In the past 12 months, his office has sent out 28 news releases regarding alleged crimes against children, nearly always accompanied by photographs of the suspects.

However, Landry’s office did not send out a news release about the January 2021 arrest of Gregory V. Campo, 22, of Baton Rouge.

Matthew Derbes, a former prosecutor in Landry’s office, alleges Campo received preferential treatment because of Campo’s political connections. Landry denies the allegation.

Campo is accused of possessing 18 “child sexual exploitation images” that showed the young girls “lewdly displaying their vaginal area,” according to his arrest warrant.

In some of the photos seized by investigators, images of Campo posing nude inside his Baton Rouge residence were superimposed onto other images, the warrant states.

The preferential treatment allegation was one of several lodged by Derbes as he abruptly resigned as assistant attorney general earlier this week.

Derbes said his reasons for resigning were many, including “the preferential treatment afforded a politically connected individual facing twenty counts of child pornography charges involving juveniles under the age of thirteen years old.”
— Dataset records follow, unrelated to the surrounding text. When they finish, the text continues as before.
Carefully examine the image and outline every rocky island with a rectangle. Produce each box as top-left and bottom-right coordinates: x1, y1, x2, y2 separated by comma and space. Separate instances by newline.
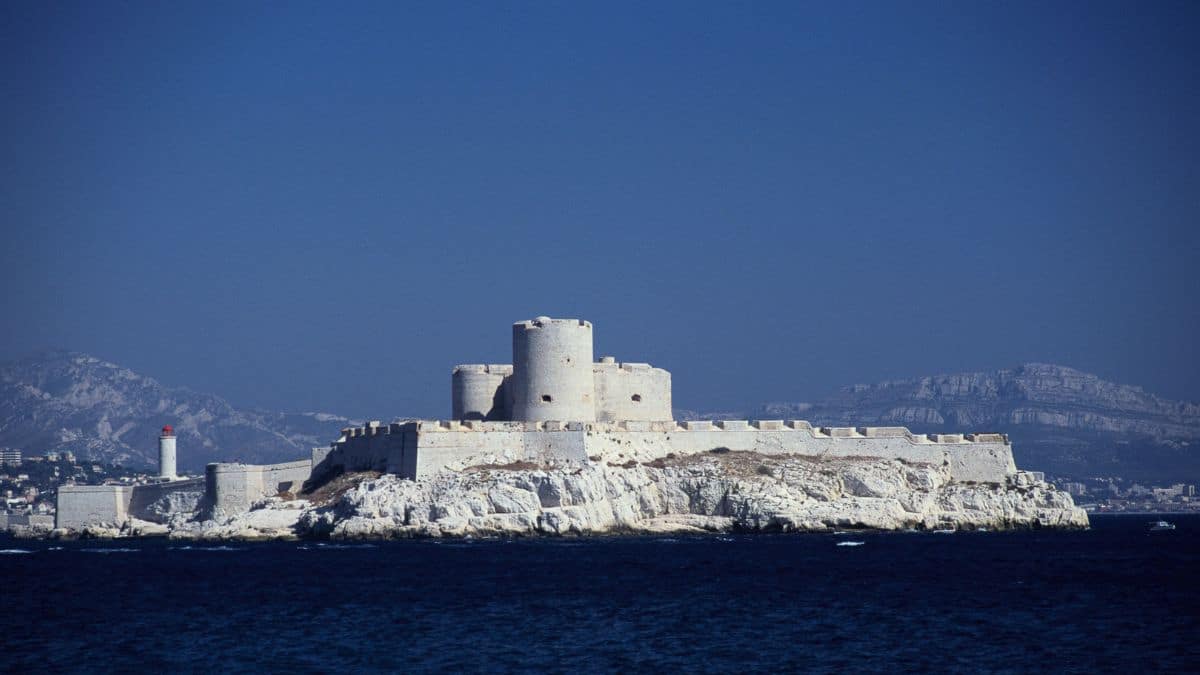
42, 317, 1088, 539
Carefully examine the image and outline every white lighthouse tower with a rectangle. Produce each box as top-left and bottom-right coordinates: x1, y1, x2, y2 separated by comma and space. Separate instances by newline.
158, 424, 175, 480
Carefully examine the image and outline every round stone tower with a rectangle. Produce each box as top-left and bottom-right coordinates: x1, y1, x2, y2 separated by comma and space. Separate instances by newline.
450, 364, 512, 419
158, 424, 175, 479
511, 316, 596, 422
Derbes, who was making reference to the Campo case, did not elaborate on what his alleged political connections are.

Campo was booked into the East Baton Rouge Parish Prison on the child pornography charges on January 13, 2021, jail records show.

According to the arrest warrant, an investigator with Landry’s office first received information on Campo’s alleged crimes in April of 2019, nearly two years prior to the arrest.

In a statement released Tuesday evening, Landry denied giving Campo any special treatment, saying the COVID-19 crisis prevented his office from arresting Campo sooner than it did.

“Early on in the case, it was brought to our attention that the defendant was in a long-term, out-of-state, residential treatment program. This along with COVID-19 slowed the process of effectuating an arrest of the defendant. Our office coordinated with the defense counsel to self-surrender his client. The client surrendered and posted a bail bond set by the judge in the amount of $80,000. The bond was consistent with similar cases of this nature in this jurisdiction,” the statement read.

Landry declined to answer questions about the Campo case during a news conference Tuesday that was called, in part, to address the resignation of Derbes.

Landry, instead, focused on how the reporter who asked the question received the information about the Campo case.

A spokesman for Landry’s office said Wednesday the “only arrests that are definitively put into press releases are the cases in which our office is seeking the public’s assistance.”

However, of the 28 news releases about crimes against children sent out by Landry’s office in the past 12 months, we could find only three that asked for the public’s assistance.